SamBryce-Smith commented 3 months ago

Butting into the thread with a specific question of defining the custom annotation.

Some of the custom set of 3'UTRs/polyA sites were defined using 3'end-sequencing, so we're relying on transcript annotations to generate the 3'UTR/last exon regions. A common issue from annotation is having slightly different 5'end coordinates for annotated last exons e.g. image

It seems like the quantification is done using featureCounts, so I'd anticipate slightly different annotations for the same PAS causing double-counting issues. Do you have any recommendations on how to define the regions in our case where we're just interested in the PAS?

Thanks for your help! Hopefully I've not misinterpreted or missed something from my run through the docs and code...

isaacvock commented 3 months ago

Hi all,

Am I correct to assume that in the example @SamBryce-Smith posted, you would want reads aligning to the portion unique to the top isoform (and potentially also overlapping with the region contained in both UTRs) to be assigned to that PAS, and reads aligning to the region contained in both UTRS to be assigned to the lower PAS (since these should represent 3'-end reads from that PAS)?

If this is correct, then the solution could be:

Step 1: Create a custom annotation as @aleighbrown suggested where each 3'UTR is a separate "gene" with one exon.

Step 2: Run bam2bakR providing this annotation. You will have to tune the featureCounts parameters to allow assignment of reads to multiple features. Currently the featureCounts parameters are hardcoded within the pipeline (kinda dumb on my part), so I will push a change to support tweaking these. Alternatively, this is already implemented on the future successor to bam2bakR, fastq2EZbakR, which despite what the README currently says is stable and nearing an official release, so you could also use that pipeline instead. The config parameter in fastq2EZbakR that I will add to bam2bakR soon should look like:

fc_exons_extra: "--nonOverlap 0 -O"

--nonOverlap 0 won't assign a read to a feature for which any of the read nucleotides don't overlap with the feature. -O allows for multiple feature assignments. One thing to note is that soft-clipped nucleotides are counted as non-overlapping, so it's advisable to turn off soft-clipping in the aligner you are using, or loosen the --nonOverlap cutoff a bit (e.g., to 5) to allow a bit of soft-clipping, with the downside of potential false positive multi-feature assignments.

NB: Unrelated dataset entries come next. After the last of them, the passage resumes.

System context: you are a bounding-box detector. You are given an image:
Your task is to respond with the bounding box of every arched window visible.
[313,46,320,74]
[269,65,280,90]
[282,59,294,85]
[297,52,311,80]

Step 3: Parse the XF column of the output cB file. You would have to write a custom function to do this which would take as input your custom gtf and your cB. This might look something like:

### Load dependencies
library(dplyr)
library(rtracklayer)
library(readr)

### Load data
cB <- read_csv("path/to/cB.csv.gz")
gtf <- as_tibble(rtracklayer::import("path/to/custom/annotation.gtf"))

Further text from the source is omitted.